In the previous segment, the market equilibrium was studied under the presumption that there is a fixed number of enterprises. In this section, we will study market equilibrium when enterprises can enter and exit the market place freely. Here, for lucidity, we presume that all the enterprises in the market are alike.
What is the inference of the entry and exit presumption? This presumption implicits that in equilibrium no enterprise earns supernormal profit or sustains loss by remaining in production; in other words, the equilibrium cost price will be equal to the minimum average cost of the enterprises.
Assume, at the persuading market cost price, each enterprise is earning supernormal profit. The possibility of earning supernormal profit will attract some novice enterprises. As novice enterprises enter the market supply curve tends to shift rightward. However, demand remains constant.

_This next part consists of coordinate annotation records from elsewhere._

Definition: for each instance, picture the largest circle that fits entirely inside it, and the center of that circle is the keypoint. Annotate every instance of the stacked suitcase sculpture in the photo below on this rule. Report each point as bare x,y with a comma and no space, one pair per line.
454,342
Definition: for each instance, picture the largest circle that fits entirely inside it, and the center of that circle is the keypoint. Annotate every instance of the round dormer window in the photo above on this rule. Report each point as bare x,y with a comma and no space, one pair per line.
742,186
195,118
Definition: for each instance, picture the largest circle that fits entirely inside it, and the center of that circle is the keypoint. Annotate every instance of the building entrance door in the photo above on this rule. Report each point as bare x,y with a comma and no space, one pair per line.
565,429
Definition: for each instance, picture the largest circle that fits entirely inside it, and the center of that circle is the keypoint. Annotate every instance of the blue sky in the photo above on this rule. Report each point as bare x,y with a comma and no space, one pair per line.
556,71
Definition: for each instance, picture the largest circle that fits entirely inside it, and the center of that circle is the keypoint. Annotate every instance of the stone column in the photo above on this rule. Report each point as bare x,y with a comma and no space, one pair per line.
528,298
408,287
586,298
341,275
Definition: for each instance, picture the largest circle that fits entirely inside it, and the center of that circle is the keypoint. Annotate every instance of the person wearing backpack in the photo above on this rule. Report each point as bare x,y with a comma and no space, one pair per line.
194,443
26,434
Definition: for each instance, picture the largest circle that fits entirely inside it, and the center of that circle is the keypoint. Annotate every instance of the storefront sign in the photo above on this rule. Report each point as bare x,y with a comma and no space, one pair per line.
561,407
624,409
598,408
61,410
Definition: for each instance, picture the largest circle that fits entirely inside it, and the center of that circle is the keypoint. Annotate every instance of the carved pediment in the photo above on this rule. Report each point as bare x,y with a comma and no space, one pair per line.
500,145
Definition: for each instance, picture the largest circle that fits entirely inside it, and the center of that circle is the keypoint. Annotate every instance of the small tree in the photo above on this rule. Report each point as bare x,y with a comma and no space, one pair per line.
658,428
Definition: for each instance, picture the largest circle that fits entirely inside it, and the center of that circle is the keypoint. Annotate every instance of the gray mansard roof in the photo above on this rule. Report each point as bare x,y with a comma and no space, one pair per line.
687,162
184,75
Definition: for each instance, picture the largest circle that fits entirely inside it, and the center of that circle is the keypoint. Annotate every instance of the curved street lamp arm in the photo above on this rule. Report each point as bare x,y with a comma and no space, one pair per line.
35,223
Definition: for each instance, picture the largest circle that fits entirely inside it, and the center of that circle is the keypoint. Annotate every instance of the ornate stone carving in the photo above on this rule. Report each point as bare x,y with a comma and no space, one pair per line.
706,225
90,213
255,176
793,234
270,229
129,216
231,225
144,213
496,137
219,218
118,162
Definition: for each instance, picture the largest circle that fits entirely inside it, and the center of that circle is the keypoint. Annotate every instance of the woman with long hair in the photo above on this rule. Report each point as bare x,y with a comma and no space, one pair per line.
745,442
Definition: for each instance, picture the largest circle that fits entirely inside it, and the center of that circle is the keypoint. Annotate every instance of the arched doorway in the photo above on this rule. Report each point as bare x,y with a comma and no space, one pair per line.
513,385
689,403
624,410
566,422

- This causes market cost price to decreases
- As prices decreases, supernormal profits are eventually obliterated out
- At this point, with all enterprises in the market earning normal profit, no more enterprises will have motivation to enter
- Likewise, if the enterprises are earning less than normal profit at the persuading cost price, some enterprises will exit which will lead to an increase in cost price, and with sufficient number of enterprises, the profits of each enterprise will rise to the degree of normal profit
At this point, no more enterprise will want to leave since they will be earning normal profit here. Hence, with free entry and exit, each enterprise will earn normal profit at the persuading market cost price.